II. David’s Confidence and Conclusion (59:9-17)
A. God will judge
- In verse 9 the psalm takes a shift as David describes his confidence and expectations in the Lord. Notice these confident words, “I will keep watch for You, my strength, because God is my stronghold.” Further, we ought to see that David speaks about his expectations as God coming. David says he will be watching for God. Verse 10 is more direct, “My faithful God will come to meet me.” To speak of the coming of the Lord was to speak of judgment, not about the end of the world. This judgment is clearly identified in verse 11.
- David desires God’s judgment not to be in the evildoers’ death, but to crush the evildoers. David is not making this prayer as revenge for himself. Rather, David wants these people to be made as an example to all of Israel that those who use their tongues for evil will feel God’s wrath. David does not want the people to forget what happens to those who act with such evil. David wants them to be caught in their lies and brought down in their pride. David calls for the judgment be done in a process so that the people would see and learn about God’s justice. The point of judgment is to let the earth know, but especially God’s people, that God rules.
B. Concluding trust
- Though David knows these things to be true, evildoers still exist. Verses 14-15 go back to describing the continued evil of the “dogs.” Though the evildoers continue to snarl like dogs, David will sing of God’s strength and proclaim God’s faithful love. This is an impressive display of confidence because, based upon what we have read, David’s circumstances have not changed. How can David have this confidence?
- David’s words in verse 16 give the explanation: “For you have been a stronghold for me, a refuge in my day of trouble.” As verse 17 basically states, God has always been there for him before and will continue to be with him. God is faithful, meaning that during this time of trouble David knows that God is still with him.

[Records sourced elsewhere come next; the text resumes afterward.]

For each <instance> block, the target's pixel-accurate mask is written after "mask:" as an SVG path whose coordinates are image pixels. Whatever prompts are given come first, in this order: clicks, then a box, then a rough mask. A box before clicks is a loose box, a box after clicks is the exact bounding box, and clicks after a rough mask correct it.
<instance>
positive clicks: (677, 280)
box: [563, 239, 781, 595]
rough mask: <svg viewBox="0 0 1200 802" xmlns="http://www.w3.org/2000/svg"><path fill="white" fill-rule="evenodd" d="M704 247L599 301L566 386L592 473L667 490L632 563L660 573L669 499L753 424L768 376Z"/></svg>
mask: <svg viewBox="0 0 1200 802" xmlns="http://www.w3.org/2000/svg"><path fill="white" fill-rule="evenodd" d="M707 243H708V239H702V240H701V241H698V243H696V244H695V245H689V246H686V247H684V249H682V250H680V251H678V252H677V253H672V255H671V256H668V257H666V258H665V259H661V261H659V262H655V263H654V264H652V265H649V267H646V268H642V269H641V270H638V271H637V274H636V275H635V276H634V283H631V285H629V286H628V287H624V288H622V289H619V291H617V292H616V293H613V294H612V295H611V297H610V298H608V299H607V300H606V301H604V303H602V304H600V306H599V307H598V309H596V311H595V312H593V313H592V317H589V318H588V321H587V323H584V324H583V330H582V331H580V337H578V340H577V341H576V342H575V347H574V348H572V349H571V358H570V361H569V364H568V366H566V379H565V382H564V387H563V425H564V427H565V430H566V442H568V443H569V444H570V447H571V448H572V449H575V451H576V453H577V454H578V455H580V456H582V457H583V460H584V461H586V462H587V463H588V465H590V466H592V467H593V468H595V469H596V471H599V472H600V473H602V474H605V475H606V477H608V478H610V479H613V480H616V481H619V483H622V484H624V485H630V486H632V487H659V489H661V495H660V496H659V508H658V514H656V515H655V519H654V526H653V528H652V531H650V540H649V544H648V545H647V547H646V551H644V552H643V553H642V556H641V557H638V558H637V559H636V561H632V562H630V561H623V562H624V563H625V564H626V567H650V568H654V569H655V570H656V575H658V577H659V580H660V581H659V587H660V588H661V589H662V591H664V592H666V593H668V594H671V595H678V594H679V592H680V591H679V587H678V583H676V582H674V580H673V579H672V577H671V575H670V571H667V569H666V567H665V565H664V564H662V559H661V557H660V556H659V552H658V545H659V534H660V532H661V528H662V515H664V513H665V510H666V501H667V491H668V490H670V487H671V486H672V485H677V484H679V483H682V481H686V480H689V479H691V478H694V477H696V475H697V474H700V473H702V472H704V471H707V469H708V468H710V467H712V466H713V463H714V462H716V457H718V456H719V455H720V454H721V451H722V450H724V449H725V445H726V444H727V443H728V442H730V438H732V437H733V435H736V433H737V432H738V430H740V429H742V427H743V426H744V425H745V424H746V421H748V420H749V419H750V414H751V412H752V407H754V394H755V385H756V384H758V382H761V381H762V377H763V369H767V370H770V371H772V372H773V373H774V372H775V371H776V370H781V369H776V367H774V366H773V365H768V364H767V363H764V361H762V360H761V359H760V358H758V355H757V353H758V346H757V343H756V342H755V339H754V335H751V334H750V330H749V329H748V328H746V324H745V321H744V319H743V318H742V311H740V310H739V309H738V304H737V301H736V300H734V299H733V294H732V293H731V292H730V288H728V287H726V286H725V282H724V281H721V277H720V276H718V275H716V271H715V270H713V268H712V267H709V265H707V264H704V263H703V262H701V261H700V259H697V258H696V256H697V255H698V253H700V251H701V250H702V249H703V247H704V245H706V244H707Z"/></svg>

C. Final life lessons and reminders
- Watch our words for we will be judged by them.
- God hears our prayers. We cannot miss the way David deals with his circumstances. Prayer is our avenue and God listens.
- God knows our hearts. There is great pain in the midst of our trials. It is hard to do what is right when people commit evil against us. Even worse, it is a challenge when people think that our trials are punishment for our actions. God knows our hearts, humans do not. It would be very easy to look at David’s life and assume he had been deserving of his trouble. We are not able to judge the hearts. Even when people judge us improperly, we can stand before God knowing that God is able to see our motives and see our hearts.
- God defends our cause. David has confidence that God will stand behind him and give him assistance because God has done it in the past. It is one way we able to get through hard times, by reminding ourselves that God has helped in the past.